Je me souviens très bien de certains de mes amis qui ne parvenaient pas à réussir à l'école, ils avaient certaines difficultés, ou qui ne sont pas nés dans des conditions familiales comme j'ai pu les avoir, par exemple, et qui ont fait en sorte qu'ils n'ont pas eu accès aux mêmes chances que j'ai eues. Et c'est à ça que je crois qu'il faut réfléchir ici, ce soir, au-delà de toutes les technicalités du projet de loi qu'on nous soumet. Et voilà, je crois que la base de la social-démocratie, c'est de penser que nous ne naissons pas tous égaux. Nous naissons, certains individus naissent dans des conditions plus favorables ou peut-être intellectuellement plus défavorisés peut-être mais dans une famille où on parviendra à stimuler les enfants qui arriveront à trouver leur place dans la société. Parce que la pauvreté et la détresse sociale est une résultante de plusieurs conséquences, plusieurs effets, et c'est peut-être aussi à ça qu'il faut réfléchir.
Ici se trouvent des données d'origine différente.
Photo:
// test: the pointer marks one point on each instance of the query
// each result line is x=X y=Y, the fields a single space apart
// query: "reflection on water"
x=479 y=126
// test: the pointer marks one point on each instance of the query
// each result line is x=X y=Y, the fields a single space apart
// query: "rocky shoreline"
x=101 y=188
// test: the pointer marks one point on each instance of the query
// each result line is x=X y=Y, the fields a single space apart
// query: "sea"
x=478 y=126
Aujourd'hui, mon chef, le député de Verchères, a parlé d'une stratégie basée sur les connaissances, basée sur le savoir, qui sera certainement une façon de faire accroître la richesse, et à cet égard j'en suis à 100 %. Mais, dans le même sens, il faut continuer de réfléchir à ces gens qui ont de la difficulté à s'insérer dans ce système, à ces enfants qui naissent dans des familles parfois en difficulté, des familles qui n'ont pas eu accès à la chance que d'autres ont. Et à cet égard il faut se poser la question: Bon, bien, ces gens en difficulté, qu'est-ce qu'on doit faire avec? Ces gens qui prennent plus de 50 % de leurs revenus pour simplement se loger et se nourrir et par la suite plus de qualité de vie ou presque pas, puisque leur vie consiste à survivre.
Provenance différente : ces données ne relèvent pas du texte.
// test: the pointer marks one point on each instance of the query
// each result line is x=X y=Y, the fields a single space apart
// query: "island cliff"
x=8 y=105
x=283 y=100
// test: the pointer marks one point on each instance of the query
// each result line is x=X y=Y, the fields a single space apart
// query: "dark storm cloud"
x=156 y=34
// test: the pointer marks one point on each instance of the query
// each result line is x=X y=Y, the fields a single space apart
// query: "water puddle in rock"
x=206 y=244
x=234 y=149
Et après ça bien de ces gens en perte de dignité souvent ? pas toujours mais souvent ? puisque sans emploi, se sentent exclus de la société, se sentent frustrés de cette société et ont souvent le sentiment et la difficulté de réintégrer, puisque, après quelques années de réception de la solidarité sociale, ces gens ont parfois beaucoup de difficultés à se réinsérer dans la société, de frapper aux portes et de dire: Moi aussi, je veux travailler. Et ça, c'est un aspect, je pense, qu'il faut réfléchir.

Bien entendu, quand on parle, par exemple, pour une personne dans l'aide sociale sans contraintes, on parle de 533 $ par mois. Des groupes de chez nous on fait une expérience intéressante de demander à certains élus, notamment des préfets, de faire l'expérience de vivre avec ce montant d'argent pendant un mois, et je dois vous assurer qu'il n'y a pas grand monde qui ont réussi à le faire. Et donc en tout cas je pense que c'est important que nous réfléchissions à tous ces aspects-là. C'est important que nous réfléchissions à des façons de réintégrer ces gens, de leur tendre la main et de s'assurer que les enfants de ces milieux-là puissent trouver moyen de se sortir de ce cercle vicieux, ce cercle misérable qui est la détresse sociale et la perte de dignité.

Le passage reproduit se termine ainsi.